F.A.Q.
What is Osteopathy?
The body has its own self-healing and self-regulating systems. When you get ill or are in pain, there is/are obstructions that are not allowing your healing elements to do their job. These obstructions can be mal-alignments in your bones, musculoskeletal, fascia or ligamentous structures, that impede the flow of the nerves and blood – that give life, or the lymphatics or the drainage (veins) – which take away metabolic waste. Osteopathic practitioners use a variety of principle based manual techniques in order to reduce or remove these restrictions in order to restore the normal physiological function of the body, which allows the body to start the healing process.
Osteopathic practitioners do not heal, but facilitate the bodies own natural healing by using a variety of principle based techniques. Using the patients own anatomy to correct the mal-alignment allows the body to take on the treatment more readily without a shock to the nervous system and at the same time integrating the correction with the rest of the body. This helps the treatment hold while also taking out the lines of force that caused the mal-alignment in the first place. Treating the cause, not the effects/systems.
Osteopathy follows 4 basic principles
Each structure in the body supports the body’s functions and vice versa. If a structure is mal-aligned, damaged, or otherwise not in good working order, the body will not function at its best.

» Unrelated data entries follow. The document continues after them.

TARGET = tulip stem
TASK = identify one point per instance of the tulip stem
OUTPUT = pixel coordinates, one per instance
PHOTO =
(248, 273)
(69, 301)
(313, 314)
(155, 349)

The natural flow of the body’s fluids – lymphatic, vascular, and neurological – must be preserved and maintained and their pathways clear, free from obstruction in order to have health.
The body is the sum or all its parts, it is physical, emotional, social, spiritual, and cognitive systems don’t work independently – they work in harmony when in homeostasis.
When the body is free from obstruction , it has the inherent ability to heal itself and self regulate.